U.S. v. Ransom

Decision Date24 June 2011
Docket NumberNo. 10–3162.,10–3162.
Citation642 F.3d 1285
PartiesUNITED STATES of America, Plaintiff–Appellee,v.Herman S. RANSOM, Defendant–Appellant.
CourtU.S. Court of Appeals — Tenth Circuit

642 F.3d 1285

UNITED STATES of America, Plaintiff–Appellee,
v.
Herman S. RANSOM, Defendant–Appellant.

No. 10–3162.

United States Court of Appeals, Tenth Circuit.

June 24, 2011.


[642 F.3d 1286]

David A. Lane, Killmer, Lane & Newman, LLP, Denver, CO, appearing for Appellant.Tristram W. Hunt, Assistant United States Attorney (Barry R. Grissom, United States Attorney, with him on the brief), Office of the United States Attorney for the District of Kansas, Kansas City, KS, appearing for Appellee.Before HARTZ, O'BRIEN, and MATHESON, Circuit Judges.MATHESON, Circuit Judge.

I. INTRODUCTION

This appeal follows the jury conviction of defendant Herman Ransom and the district court's denial of Mr. Ransom's motion for judgment of acquittal and/or new trial or arrest of judgment. The government accused Mr. Ransom of falsifying his timesheets and thus wrongly obtaining money from his government employer. Mr. Ransom was convicted of ten counts of wire fraud in violation of 18 U.S.C. § 1343 and ten counts of theft of public money in violation of 18 U.S.C. § 641. On appeal he challenges the sufficiency of the evidence for his conviction, an allegedly improper and prejudicial jury instruction, and the wire fraud statute as void for vagueness as applied to him. Exercising jurisdiction under 28 U.S.C. § 1291, we affirm.

II. BACKGROUND
A. Facts

Mr. Ransom worked for the United States Department of Housing and Urban Development (“HUD”) in Kansas City, Kansas. He oversaw its Office of Multifamily Housing programs in Kansas, Missouri, Iowa, Nebraska and Oklahoma. He managed and supervised approximately 89 employees at various HUD offices. He was classified as a General Schedule (GS)–15 level, supervisory employee. Because of this status, Mr. Ransom was exempt from the minimum wage and overtime provisions of the Fair Labor Standards Act (“FLSA-exempt”).

On July 19, 2001, the HUD Deputy Secretary issued a memorandum to all supervisors and managers at GS–14 level and above regarding the abolition of the Alternative Work Schedules for that group, effective September 9, 2001. The memorandum instructed managers and supervisors to select a fixed office arrival time between 7:00 a.m. and 9:30 a.m. (subject to supervisory approval) and to ensure supervisory presence at HUD offices during official business hours. Mr. Ransom's approved working hours were from 8:00 a.m. to 4:30 p.m. (hereafter “core working hours”).
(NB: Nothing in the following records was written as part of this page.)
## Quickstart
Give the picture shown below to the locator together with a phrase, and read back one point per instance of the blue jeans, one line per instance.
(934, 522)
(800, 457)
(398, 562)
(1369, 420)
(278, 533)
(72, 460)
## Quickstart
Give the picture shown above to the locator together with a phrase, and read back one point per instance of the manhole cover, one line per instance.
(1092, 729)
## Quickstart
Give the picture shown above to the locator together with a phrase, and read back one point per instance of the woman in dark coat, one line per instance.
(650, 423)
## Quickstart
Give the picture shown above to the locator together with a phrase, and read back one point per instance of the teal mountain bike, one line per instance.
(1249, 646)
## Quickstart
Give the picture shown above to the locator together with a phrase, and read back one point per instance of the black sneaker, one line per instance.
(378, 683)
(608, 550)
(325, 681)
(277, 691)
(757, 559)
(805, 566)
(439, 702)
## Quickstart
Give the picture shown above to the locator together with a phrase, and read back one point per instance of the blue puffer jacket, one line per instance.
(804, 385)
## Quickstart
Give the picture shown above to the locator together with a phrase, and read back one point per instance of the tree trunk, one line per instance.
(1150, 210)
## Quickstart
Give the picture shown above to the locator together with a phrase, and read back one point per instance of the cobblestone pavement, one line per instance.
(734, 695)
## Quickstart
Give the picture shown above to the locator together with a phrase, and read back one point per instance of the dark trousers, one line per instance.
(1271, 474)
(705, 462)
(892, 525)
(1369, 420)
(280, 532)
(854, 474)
Every two weeks, Mr. Ransom submitted time records that accounted for 80 hours during that time period—explaining which hours he had worked and which hours qualified for an approved form of leave. Mr. Ransom at times used leave for partial-day as well as full-day absences. When he took full-day leave, he listed 8:00 a.m. to 4:30 p.m. as his working hours. An assistant prepared the time records, Mr. Ransom signed them, his supervisor approved them, and the records were forwarded

[642 F.3d 1287]

via wire communication to the National Finance Center in New Orleans, Louisiana. Mr. Ransom's signature certified as correct: “All regular time, leave, overtime, night differential, and holiday time was worked and approved to law and regulations.” 4 Aplt.App. 616. A supervisor was required to approve any leave taken by Mr. Ransom.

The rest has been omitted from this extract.